If that is correct, Strawson has no complaint: he nearly grants that Russell gets the truth conditions correct. (They are at least necessary conditions. 43 And he doesn't dispute that they are sufficient.)
So what is Strawson complaining about? Strawson starts "we very commonly use..." Russell starts by defining "denoting phrase" and then says "the subject of denoting is of very great importance..."
Russell writes about propositions. Strawson about sentences and their use. Russell takes a name to refer to a single object; Strawson points out that there are a lot of Johns.
Strawson's complaint is legitimate because Russell's analysis "is still widely accepted among logicians as giving a correct account of the use of such expressions in ordinary language." 41
So, Strawson is concerned with getting English right, with all of its vagaries.
Again, Russell gives a list of denoting phrases, and "the present King of France" is on it.

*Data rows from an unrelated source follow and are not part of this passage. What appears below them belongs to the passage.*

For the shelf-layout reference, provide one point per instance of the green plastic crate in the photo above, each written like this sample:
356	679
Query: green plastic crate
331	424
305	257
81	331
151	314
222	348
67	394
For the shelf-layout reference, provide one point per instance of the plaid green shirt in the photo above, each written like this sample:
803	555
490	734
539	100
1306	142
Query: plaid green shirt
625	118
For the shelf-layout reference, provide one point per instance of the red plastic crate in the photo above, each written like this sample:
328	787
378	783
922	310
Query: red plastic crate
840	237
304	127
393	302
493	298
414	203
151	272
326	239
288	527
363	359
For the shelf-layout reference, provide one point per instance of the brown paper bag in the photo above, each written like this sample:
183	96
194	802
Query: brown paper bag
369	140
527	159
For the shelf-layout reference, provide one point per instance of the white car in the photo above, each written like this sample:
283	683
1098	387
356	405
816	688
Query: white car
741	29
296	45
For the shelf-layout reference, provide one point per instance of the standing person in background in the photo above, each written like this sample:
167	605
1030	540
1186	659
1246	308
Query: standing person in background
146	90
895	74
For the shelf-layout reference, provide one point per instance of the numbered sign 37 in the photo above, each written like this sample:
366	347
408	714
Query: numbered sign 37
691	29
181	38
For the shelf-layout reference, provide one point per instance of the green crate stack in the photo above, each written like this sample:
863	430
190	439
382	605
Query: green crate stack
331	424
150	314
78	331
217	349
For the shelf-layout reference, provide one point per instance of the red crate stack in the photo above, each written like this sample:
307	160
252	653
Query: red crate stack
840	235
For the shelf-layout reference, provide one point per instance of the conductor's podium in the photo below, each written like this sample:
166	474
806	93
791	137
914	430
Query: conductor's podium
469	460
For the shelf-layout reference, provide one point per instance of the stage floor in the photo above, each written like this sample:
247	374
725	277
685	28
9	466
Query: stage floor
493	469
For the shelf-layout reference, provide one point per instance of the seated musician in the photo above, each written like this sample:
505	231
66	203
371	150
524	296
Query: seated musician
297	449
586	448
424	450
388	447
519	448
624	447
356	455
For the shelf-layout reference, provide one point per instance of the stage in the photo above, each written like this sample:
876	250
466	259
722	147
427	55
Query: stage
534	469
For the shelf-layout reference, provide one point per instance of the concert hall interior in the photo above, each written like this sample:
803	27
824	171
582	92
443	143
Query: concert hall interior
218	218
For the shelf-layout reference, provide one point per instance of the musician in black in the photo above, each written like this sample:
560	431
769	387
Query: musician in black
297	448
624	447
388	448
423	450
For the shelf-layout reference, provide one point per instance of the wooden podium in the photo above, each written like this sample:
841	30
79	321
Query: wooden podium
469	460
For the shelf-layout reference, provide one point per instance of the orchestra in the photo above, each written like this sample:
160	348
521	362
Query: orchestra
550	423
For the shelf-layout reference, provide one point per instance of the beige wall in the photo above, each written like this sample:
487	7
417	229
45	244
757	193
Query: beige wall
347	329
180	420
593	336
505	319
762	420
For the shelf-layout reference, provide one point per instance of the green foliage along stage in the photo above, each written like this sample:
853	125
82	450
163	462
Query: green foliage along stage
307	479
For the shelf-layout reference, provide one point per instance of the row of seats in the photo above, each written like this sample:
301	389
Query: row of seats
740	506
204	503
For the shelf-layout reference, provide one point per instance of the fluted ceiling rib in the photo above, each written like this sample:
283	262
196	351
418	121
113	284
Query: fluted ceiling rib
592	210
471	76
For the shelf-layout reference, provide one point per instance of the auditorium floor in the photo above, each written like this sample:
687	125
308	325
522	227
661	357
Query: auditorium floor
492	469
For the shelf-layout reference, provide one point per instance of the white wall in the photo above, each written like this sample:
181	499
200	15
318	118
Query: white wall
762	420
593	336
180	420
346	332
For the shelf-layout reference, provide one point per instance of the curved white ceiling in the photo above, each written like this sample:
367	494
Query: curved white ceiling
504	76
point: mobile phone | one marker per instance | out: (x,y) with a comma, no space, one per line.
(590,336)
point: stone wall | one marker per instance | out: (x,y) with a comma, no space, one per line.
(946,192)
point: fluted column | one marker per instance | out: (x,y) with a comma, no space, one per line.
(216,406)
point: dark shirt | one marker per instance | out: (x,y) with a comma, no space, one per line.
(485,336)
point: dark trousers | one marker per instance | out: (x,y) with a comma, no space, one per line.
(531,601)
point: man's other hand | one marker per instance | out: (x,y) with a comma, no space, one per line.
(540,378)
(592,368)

Strawson notes that in the sentence "George Bush is the present King of France," "the present King of France" is obviously not a denoting phrase in the sense Russell intends.
Strawson distinguishes
- sentence
- use of sentence
- utterance of sentence
He makes a similar distinction for uniquely referring expressions, but it is pretty clear that the distinction is far more general, and that he intends it to be.
He is interested in sentences, not propositions. One sentence can be
used to say many things. For example, I am here, said by me, now, ... . The same for "The present King of France is wise" said during the reign of Louis XIV and that of Louis XV. It is possible to use a sentence in the same way more than once. Thus, two different utterances of "The present King of France is wise" said during the reign of Louis XIV are used in the same way.
What a sentence is used to express depends not only on the sentence but on the context of use. David Kaplan actually works out a detailed semantic theory along the lines suggested.
Sentences are what have meanings. Thus, the meaning cannot change between uses. Thus, "the present King of France" said during the reign of Louis XIV, Louis XV, and now does
not change meaning. Uses as described, of course, mention or refer to different things, but that is a separate issue.
Thus, whether an expression is meaningful is quite independent of whether the expression can be used to refer in some context.
An expression can only be used in its primary way when, in that use, it refers. Thus, when someone uses an expression in its primary way, the user must take the use of the expression to refer. Nonetheless, the use of the expression does not assert that the use refers. It, in a peculiar sense, "implies" that.